En tenant compte de l’ensemble des investissements prévus par les plans Hôpital de 2007 et 2012, on arrive donc à un total d’environ 20 milliards d’euros… soit plus que les 19 milliards vantés par Jean Castex. Cette enveloppe évoquée par le Premier ministre est en outre l’addition des 6 milliards d’investissement qu'il avait annoncés dès juillet 2020 et les 13 milliards déjà promis en 2019 par le plan « Investir dans l’hôpital » de son prédécesseur Edouard Philippe.
Opter pour la méthode de calcul du gouvernement, consistant à ne retenir de ces plans que les sommes investies directement par l’État – en excluant donc les 4,2 milliards d’euros des ARH dans le plan de 2007 et 2,5 milliards d’euros d’aides directes de l’Assurance maladie pour celui de 2012 –, impliquerait pour sa part de revoir le budget de 19 milliards à la baisse. En ôtant l’aide de 6 milliards d’euros fournie par l’Europe, l’investissement du gouvernement de Jean Castex atteint ainsi « seulement » 13 milliards d’euros, soit moins de 50 % de plus que les plans 2007 et 2012 en cumulé (8,5 milliards d’euros).
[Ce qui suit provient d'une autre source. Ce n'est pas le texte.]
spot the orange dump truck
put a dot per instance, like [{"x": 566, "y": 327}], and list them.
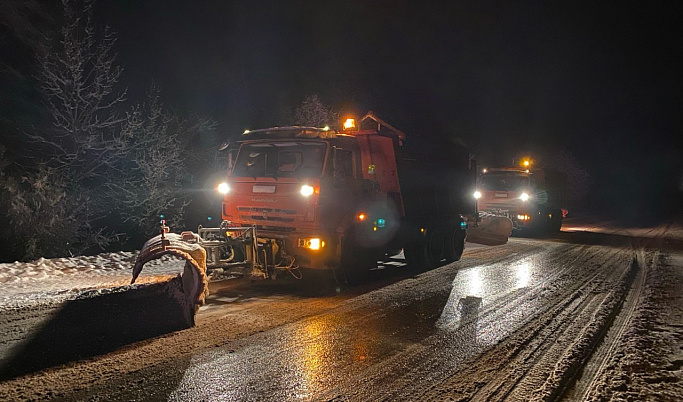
[{"x": 300, "y": 198}]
« Un décalage énorme » par rapport à la réalité des soignants
Au-delà des chiffres, ce plan, comme les précédents, ne répond pas aux besoins des personnels de santé, selon Thierry Amouroux, porte-parole du Syndicat national des professionnels infirmiers (SNPI), interrogé par 20 Minutes : « Il s’agit d’un budget d'investissement, qui prévoit des améliorations matérielles et la construction de nouveaux hôpitaux, alors que nous attendons une amélioration du budget de fonctionnement. Ca fait un an qu'on survit avec l'épidémie de Covid-19 donc la rénovation des murs n’est pas du tout notre priorité, alors qu'on galère encore aujourd'hui pour avoir des gants, c'est un décalage énorme par rapport à notre réalité, toujours faite de suppression de lits et de postes. »
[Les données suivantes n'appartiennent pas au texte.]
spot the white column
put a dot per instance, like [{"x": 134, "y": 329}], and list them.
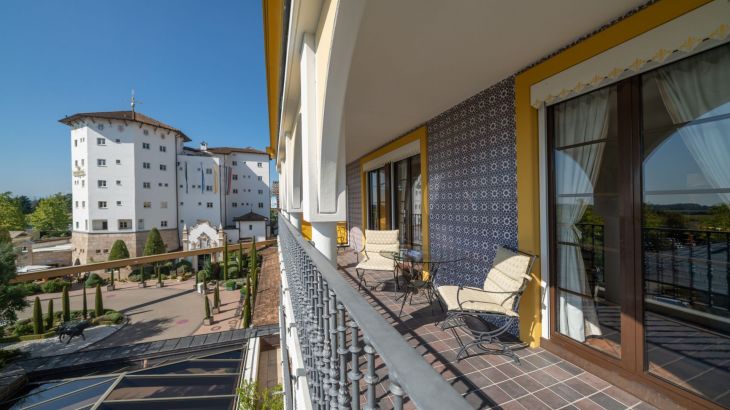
[{"x": 324, "y": 236}]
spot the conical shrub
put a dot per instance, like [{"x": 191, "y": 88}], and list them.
[
  {"x": 65, "y": 305},
  {"x": 217, "y": 297},
  {"x": 98, "y": 303},
  {"x": 49, "y": 318},
  {"x": 84, "y": 307},
  {"x": 207, "y": 307},
  {"x": 37, "y": 316}
]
« Quand on nous parle "investissement", "restructuration", "modernisation", ce qu’on constate systématiquement, à travers ces regroupements d'hôpitaux devenus trop vieux pour construire un hôpital flambant neuf, c’est une suppression des lits. La restructuration dans l'Essonne, avec la fermeture de 3 hôpitaux et l’ouverture d’un nouveau entraîne une suppression de 400 lits. Et c’est la même chose à l’AP-HP avec la fermeture de Bichat et Beaujon pour l’ouverture d’un nouvel hôpital en Seine-Saint-Denis, qui s’accompagne d’une suppression de 300 lits », poursuit Thierry Amouroux, alors que le collectif Inter-hôpitaux dénonçait, dans une tribune publiée dans Le Monde à l’automne, les « nouvelles économies imposées à l’hôpital public ».